La tierra de la gran promesa, Juan Villoro, p. 102
Nunca olvidaría los ojos
descomunalmente abiertos del cineasta, sus manos grandes de luchador, su voz
levemente rasposa. En la oscuridad de un cine, le gustaba ver el cono luminoso
que salía de la cabina de proyección y en el que flotaban corpúsculos de polvo
que parecían chispas. La voz de Buñuel tenía esa cualidad, un resplandor
nimbado de impurezas.
A los quince años, gracias al
amigo de un amigo, logró colarse a la tertulia de La Veiga. Bebió un café con
leche en un vaso de vidrio grueso mientras el viejo león expresaba su deseo de
filmar como quien dirige un sueño. Aquella tarde contó que cuando el cine llegó
a Zaragoza la gente se asustaba con los movimientos y tenía que hacer un enorme
esfuerzo físico para seguirlos:
-Acababan agotados; ir al cine
era como ir al gimnasio. Ahora pongo el mismo empeño en soñar. Dormir cansa -se
llevó a los labios una bebida que en su inexperiencia Diego no alcanzó a descifrar;
lo hacía despacio, como si bebiera mercurio.
Buñuel hablaba con seguridad pero
en un tono llano, ajeno a cualquier alarde. Tenía una extraña forma de ser,
simultáneamente, simbólico y literal. Un amigo le diría años después que
cualquier frase de Buñuel podía ser entendida "a la francesa" o
"a la aragonesa", en clave metafórica o con granítico realismo.
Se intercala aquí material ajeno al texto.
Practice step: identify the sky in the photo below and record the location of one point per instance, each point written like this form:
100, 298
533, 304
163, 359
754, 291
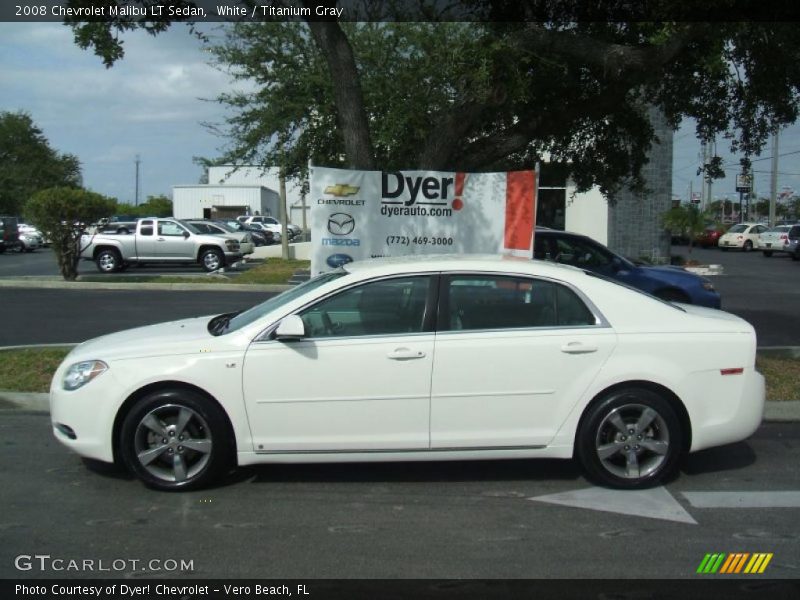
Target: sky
153, 102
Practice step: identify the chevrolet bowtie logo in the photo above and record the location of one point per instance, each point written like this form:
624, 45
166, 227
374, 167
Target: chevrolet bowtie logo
341, 224
342, 189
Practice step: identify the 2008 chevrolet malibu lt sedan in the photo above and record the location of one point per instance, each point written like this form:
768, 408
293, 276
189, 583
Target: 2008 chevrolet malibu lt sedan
424, 358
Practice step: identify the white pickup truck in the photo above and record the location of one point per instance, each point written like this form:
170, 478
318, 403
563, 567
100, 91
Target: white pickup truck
160, 241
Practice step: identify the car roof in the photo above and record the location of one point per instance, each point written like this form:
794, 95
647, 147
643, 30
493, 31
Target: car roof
460, 262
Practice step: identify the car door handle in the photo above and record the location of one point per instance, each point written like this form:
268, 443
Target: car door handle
578, 348
405, 354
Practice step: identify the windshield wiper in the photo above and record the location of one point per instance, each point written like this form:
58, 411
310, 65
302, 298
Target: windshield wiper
219, 324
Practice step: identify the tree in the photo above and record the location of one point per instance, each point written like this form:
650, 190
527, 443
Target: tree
63, 213
28, 163
684, 219
553, 79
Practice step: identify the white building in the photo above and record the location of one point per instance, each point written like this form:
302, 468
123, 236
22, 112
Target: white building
212, 201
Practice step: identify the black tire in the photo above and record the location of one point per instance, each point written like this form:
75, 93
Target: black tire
212, 259
108, 261
616, 451
671, 295
198, 450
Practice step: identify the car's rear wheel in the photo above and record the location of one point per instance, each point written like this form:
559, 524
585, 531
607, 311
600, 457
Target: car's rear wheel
176, 440
108, 261
629, 439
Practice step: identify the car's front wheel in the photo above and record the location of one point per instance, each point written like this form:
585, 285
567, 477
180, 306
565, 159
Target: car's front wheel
212, 260
108, 261
629, 439
176, 440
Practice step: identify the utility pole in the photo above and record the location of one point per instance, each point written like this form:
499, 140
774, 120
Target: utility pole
282, 210
136, 196
773, 184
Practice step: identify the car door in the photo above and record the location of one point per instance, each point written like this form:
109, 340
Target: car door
172, 243
358, 381
513, 356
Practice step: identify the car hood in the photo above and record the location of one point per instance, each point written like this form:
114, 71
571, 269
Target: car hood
161, 339
668, 272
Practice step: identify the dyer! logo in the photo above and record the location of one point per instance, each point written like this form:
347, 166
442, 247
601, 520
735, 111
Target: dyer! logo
341, 224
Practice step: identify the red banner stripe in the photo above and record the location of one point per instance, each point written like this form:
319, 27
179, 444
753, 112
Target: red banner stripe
520, 217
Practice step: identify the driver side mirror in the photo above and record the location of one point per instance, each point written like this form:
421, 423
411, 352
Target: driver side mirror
290, 328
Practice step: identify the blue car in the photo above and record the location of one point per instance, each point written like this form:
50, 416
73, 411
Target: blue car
668, 283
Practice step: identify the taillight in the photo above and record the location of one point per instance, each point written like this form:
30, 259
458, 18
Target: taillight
736, 371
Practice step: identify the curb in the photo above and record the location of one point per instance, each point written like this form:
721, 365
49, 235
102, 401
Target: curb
120, 285
779, 412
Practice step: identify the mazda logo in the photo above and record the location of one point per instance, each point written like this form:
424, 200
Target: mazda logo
341, 224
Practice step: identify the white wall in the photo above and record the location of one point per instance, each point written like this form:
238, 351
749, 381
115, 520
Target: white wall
230, 175
188, 201
587, 213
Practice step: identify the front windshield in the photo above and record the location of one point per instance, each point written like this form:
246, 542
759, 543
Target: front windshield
274, 303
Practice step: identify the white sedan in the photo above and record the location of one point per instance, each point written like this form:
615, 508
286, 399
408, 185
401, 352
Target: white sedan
425, 358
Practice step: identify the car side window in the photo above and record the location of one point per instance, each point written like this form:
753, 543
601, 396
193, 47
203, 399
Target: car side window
501, 302
385, 307
579, 253
169, 228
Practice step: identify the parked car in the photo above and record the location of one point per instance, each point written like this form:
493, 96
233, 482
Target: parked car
25, 228
159, 241
29, 240
268, 231
273, 223
794, 242
743, 236
245, 239
709, 237
260, 237
8, 233
668, 283
392, 354
775, 239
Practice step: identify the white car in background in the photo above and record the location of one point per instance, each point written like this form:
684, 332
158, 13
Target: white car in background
776, 239
421, 358
743, 236
271, 224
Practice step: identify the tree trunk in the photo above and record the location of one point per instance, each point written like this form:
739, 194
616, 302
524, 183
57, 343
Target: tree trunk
346, 91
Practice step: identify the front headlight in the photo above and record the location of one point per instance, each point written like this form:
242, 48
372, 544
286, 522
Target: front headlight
82, 373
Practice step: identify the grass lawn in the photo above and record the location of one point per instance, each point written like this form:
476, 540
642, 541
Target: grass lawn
30, 370
272, 270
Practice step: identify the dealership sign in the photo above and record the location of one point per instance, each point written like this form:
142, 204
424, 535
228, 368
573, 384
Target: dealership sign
367, 214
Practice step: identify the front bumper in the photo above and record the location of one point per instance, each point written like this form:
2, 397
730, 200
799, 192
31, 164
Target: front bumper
88, 413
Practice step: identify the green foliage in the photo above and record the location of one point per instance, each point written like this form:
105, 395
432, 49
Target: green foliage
63, 213
684, 219
28, 163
Esa tarde, el cineasta contó la
leyenda de un pintor que comía cerdo crudo para tener las pesadillas que luego
pintaba. El más célebre de sus cuadros se llamaba, precisamente, La pesadilla.
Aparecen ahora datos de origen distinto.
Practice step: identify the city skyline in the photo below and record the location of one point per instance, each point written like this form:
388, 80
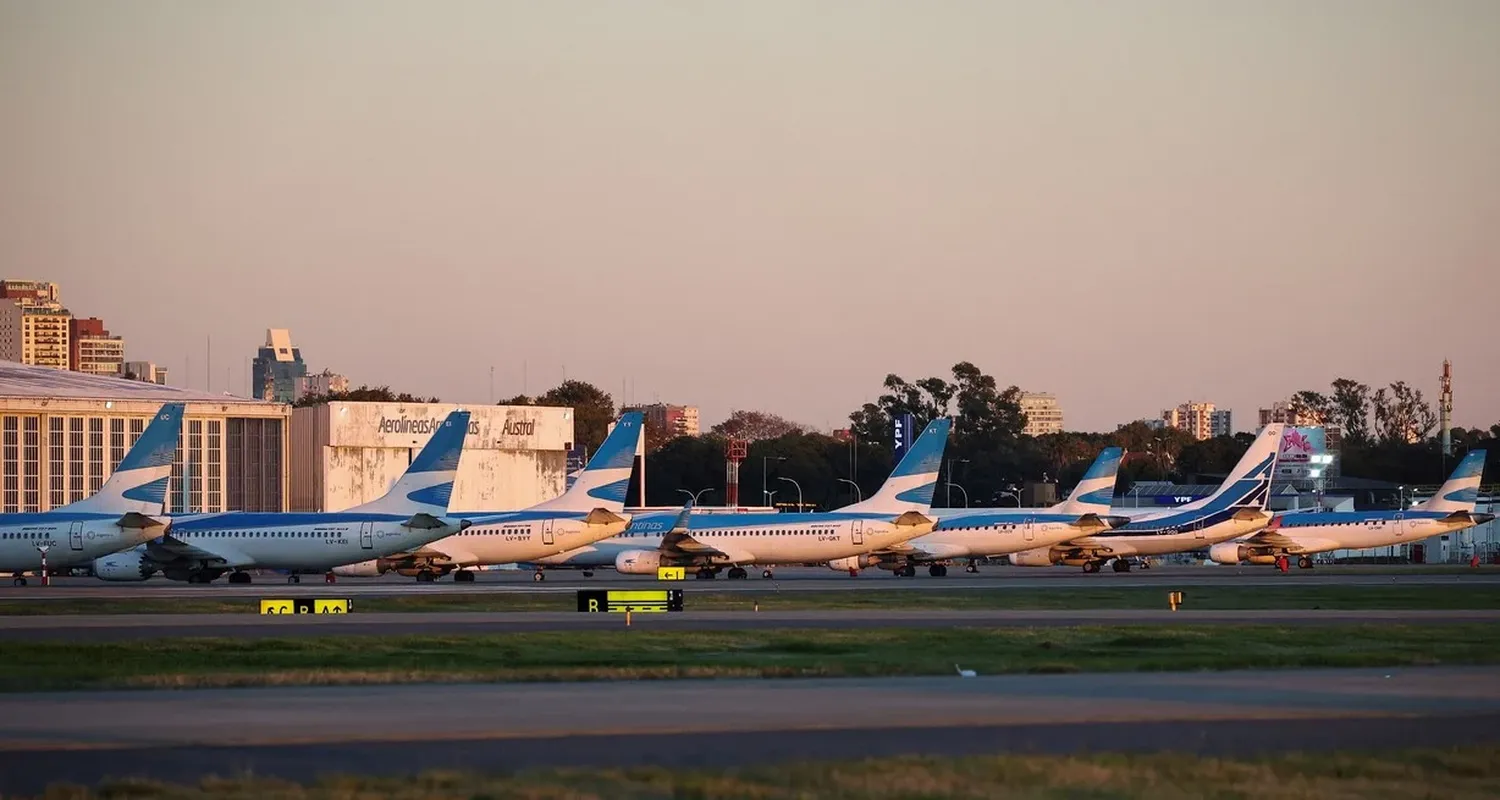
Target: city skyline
771, 206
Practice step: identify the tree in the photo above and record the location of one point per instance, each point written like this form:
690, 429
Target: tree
593, 410
1401, 415
755, 425
1350, 407
363, 393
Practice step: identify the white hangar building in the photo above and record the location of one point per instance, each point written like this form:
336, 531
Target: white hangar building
63, 433
344, 454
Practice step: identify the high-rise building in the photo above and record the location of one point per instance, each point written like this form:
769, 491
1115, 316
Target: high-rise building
1043, 415
92, 348
321, 383
675, 421
1194, 418
33, 324
143, 371
276, 368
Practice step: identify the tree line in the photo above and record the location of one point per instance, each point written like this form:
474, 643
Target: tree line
1386, 434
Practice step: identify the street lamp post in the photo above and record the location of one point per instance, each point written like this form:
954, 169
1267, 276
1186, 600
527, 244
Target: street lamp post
764, 464
798, 491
En ese lienzo, la cabeza de un caballo asoma tras una cortina para espiar a una
mujer que yace desmayada bajo el influjo de una criatura demoniaca. Buñuel
describió el cuadro en detalle y elogió el deseo del pintor de concebir pesadillas
comiendo cerdo crudo y comentó que él se conformaba con el jamón serrano.